While your wife is still pregnant, review the signs of postpartum depression. After the baby arrives, you’ll be more sensitive to subtle indicators that your wife may be hiding a strong undercurrent of feelings. If she begins to display some of the more severe symptoms, but won’t address them, you need to intervene. Ask, or even insist, that she see her physician or a counsellor with you. You can also help arrange for support from others, especially in giving her respite from baby care.
Even though you may sometimes feel overwhelmed yourself, it’s important that you not run away from your wife’s struggle. She needs your sensitive, patient support.
Nurture yourself and your relationship. If you’re the new mother, don’t expect your husband to provide for all your needs. Your depression is undoubtedly creating considerable stress for him and for your other children if you have any.
Take care of yourself; you’re worth it. You’ll need some personal "down time" to do that, and some "date nights" with your husband.

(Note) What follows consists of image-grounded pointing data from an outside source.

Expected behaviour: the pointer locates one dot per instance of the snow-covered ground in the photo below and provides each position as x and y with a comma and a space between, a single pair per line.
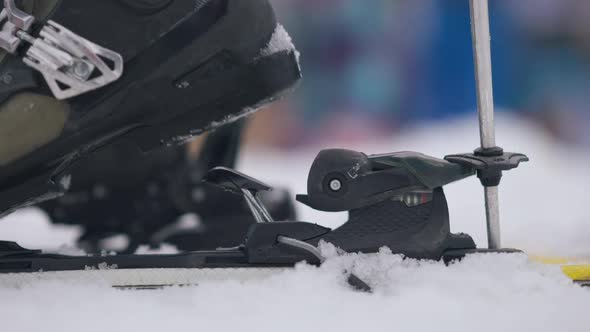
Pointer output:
544, 211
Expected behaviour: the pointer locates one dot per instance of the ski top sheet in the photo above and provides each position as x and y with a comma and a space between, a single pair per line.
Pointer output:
153, 278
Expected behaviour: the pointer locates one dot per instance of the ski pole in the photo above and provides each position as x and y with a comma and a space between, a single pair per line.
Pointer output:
480, 32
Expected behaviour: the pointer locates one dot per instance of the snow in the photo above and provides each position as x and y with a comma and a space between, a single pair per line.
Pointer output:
279, 41
543, 209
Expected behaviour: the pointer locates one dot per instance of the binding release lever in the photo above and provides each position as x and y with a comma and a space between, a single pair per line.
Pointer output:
70, 64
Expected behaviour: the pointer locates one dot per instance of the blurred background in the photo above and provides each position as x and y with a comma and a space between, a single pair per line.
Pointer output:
374, 68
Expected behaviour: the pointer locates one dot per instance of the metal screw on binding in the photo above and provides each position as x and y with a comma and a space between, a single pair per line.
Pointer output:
335, 185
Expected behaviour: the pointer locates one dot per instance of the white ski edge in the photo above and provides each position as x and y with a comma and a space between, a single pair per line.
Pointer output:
138, 278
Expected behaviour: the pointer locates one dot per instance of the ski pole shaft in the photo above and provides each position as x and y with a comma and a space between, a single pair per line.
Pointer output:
480, 31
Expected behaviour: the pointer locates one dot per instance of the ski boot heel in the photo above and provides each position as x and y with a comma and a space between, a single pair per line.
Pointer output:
198, 67
239, 89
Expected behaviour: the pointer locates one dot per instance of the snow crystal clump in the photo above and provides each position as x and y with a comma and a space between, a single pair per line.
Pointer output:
280, 41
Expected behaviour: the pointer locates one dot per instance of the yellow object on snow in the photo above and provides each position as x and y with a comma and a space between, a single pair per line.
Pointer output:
575, 269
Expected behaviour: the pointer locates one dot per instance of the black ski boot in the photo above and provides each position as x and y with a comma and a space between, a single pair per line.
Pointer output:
144, 197
146, 74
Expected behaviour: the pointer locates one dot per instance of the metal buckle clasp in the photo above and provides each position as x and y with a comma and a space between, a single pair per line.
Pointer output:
70, 64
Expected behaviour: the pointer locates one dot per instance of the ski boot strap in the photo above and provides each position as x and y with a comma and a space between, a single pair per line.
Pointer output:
70, 64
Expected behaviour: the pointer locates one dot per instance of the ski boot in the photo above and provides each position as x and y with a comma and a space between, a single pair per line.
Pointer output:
144, 198
79, 75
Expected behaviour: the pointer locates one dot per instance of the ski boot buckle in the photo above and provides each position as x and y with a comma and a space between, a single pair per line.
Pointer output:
70, 64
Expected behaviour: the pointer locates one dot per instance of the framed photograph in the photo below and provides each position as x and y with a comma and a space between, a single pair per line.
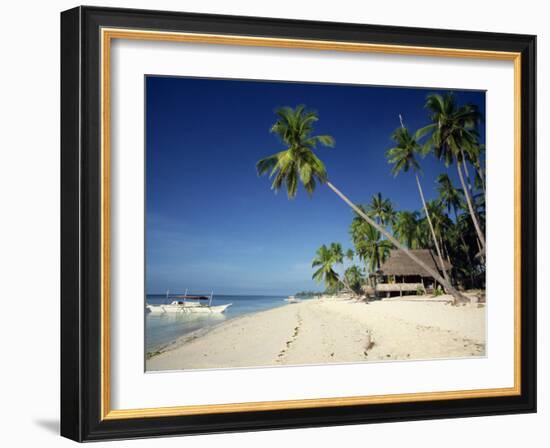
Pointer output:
277, 224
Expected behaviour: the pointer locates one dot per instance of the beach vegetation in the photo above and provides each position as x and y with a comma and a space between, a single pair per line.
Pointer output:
299, 164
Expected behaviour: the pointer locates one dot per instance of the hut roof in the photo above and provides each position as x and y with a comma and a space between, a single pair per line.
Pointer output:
399, 263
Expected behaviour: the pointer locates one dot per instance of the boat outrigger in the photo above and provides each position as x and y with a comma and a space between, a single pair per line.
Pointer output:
187, 303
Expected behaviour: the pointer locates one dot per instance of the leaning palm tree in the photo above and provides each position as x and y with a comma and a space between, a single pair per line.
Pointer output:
371, 248
406, 229
403, 158
324, 261
452, 199
299, 163
381, 210
353, 276
453, 133
449, 196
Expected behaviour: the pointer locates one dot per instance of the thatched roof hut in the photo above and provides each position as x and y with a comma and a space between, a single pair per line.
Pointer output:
400, 264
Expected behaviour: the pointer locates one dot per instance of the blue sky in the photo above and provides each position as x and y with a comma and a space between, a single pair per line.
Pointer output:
213, 224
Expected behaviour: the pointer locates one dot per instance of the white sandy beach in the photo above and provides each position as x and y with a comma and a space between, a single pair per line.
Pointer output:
332, 330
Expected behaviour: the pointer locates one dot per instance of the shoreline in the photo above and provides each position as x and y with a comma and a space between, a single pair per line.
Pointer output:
331, 330
184, 338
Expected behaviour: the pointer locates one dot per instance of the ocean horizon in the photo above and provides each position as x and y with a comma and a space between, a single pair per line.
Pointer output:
161, 329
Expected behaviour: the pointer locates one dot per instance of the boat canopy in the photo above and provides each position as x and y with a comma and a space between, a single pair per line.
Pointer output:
187, 297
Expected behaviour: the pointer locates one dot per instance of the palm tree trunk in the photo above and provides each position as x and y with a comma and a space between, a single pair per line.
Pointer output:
437, 248
457, 296
480, 173
470, 207
466, 171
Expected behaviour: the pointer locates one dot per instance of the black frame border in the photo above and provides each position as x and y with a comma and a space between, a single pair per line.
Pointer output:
81, 223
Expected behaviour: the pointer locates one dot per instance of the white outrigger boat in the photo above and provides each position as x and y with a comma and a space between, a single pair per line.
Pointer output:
188, 304
292, 299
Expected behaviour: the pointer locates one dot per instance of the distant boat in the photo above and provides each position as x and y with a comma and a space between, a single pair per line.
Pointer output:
292, 299
188, 304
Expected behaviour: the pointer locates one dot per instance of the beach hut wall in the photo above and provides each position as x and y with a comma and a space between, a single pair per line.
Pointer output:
398, 263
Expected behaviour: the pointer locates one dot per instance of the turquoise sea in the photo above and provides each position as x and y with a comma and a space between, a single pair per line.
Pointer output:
161, 329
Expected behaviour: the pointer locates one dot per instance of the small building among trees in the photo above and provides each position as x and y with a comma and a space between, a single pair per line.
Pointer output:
399, 275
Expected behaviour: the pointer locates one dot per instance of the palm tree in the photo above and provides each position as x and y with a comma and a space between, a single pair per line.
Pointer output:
324, 260
381, 210
440, 221
406, 229
298, 162
369, 245
452, 132
449, 196
354, 278
403, 158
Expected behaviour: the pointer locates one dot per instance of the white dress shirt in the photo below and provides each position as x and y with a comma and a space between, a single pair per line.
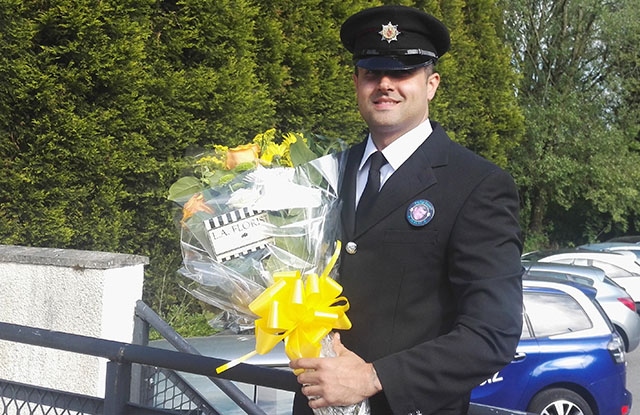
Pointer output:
396, 153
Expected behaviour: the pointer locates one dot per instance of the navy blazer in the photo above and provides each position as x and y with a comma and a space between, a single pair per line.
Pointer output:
437, 308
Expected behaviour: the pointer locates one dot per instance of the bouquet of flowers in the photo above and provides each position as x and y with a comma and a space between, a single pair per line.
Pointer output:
260, 240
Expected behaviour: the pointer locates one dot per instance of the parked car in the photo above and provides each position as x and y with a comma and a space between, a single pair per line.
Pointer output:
271, 401
623, 269
570, 360
628, 239
616, 302
615, 247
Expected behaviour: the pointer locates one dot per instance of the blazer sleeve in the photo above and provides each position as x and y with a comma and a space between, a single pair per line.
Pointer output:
485, 273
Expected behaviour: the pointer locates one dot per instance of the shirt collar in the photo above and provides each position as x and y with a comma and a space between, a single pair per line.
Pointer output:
402, 148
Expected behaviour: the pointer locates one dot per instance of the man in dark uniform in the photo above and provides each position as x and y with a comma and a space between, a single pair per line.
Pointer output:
431, 258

Postpartum depression isn’t unusual, but it’s a serious matter. Don’t hesitate to ask for help from both loved ones and professionals. Those who seek treatment when symptoms appear usually have a very favourable outcome – and spare themselves and their families untold stress and damage.
1 Dr. Paul C. Reisser et al, Complete Book of Baby and Child Care (Wheaton, IL: Tyndale House Publishers/Focus on the Family, 1997), p. 109.
2 News release, “Postpartum Mood Disorders Can Cause Death and Ruin Lives” (National Depressive and Manic-Depressive Association, May 6, 2002), p. 1.